Bargeldloser Zahlungsverkehr: Die Karten werden neu gemischt

Hoteliers müssen nicht mehr alle Kartenprodukte akzeptieren EU-Verordnung bringt ab 9. Juni Verbesserungen für die Unternehmer

Wien (TP/OTS) - Eine ab 9. Juni 2016 gültige EU-Verordnung für kartengebundene Zahlungsvorgänge sieht vor, dass Hoteliers ab diesem Zeitpunkt nicht mehr alle Kartenprodukte automatisch akzeptieren müssen. Der Betrieb kann sich jene Kredit- bzw. Debitkarten ("EC Karten") aussuchen, welche die geringsten Kosten verursachen. Die Höhe der Disagiosätze ist abhängig vom Herkunftsland, von der Art der Karte (Privat- oder Firmenkarte) und vom Kartenbrand (z.B. VISA, MasterCard etc.).

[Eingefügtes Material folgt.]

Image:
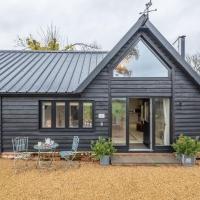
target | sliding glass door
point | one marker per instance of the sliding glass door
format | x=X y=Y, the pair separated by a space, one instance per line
x=141 y=123
x=162 y=121
x=119 y=121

Auf den Abrechnungen, die der Hotelier vom Kreditkartenunternehmen erhält, müssen die Kosten aufgeschlüsselt werden. "Serviceentgelt, Interbankentgelte und Autorisierungsgebühren sind genau anzuführen, was für bessere Transparenz sorgt", weist Thomas Reisenzahn von der Prodinger Beratungsgruppe auf einen weiteren positiven Effekt der Verordnung hin.

Diese sieht weiters vor, dass es zu keinen Wettbewerbsnachteilen in einzelnen EU-Staaten mehr kommen darf. In einigen Ländern war es Usus, bei einer bargeldlosen Zahlung ein zusätzliches Kreditkartenentgelt zu berechnen. "Diese Verzerrung wird verschwinden, solche Gebühren werden verboten", hebt Reisenzahn hervor.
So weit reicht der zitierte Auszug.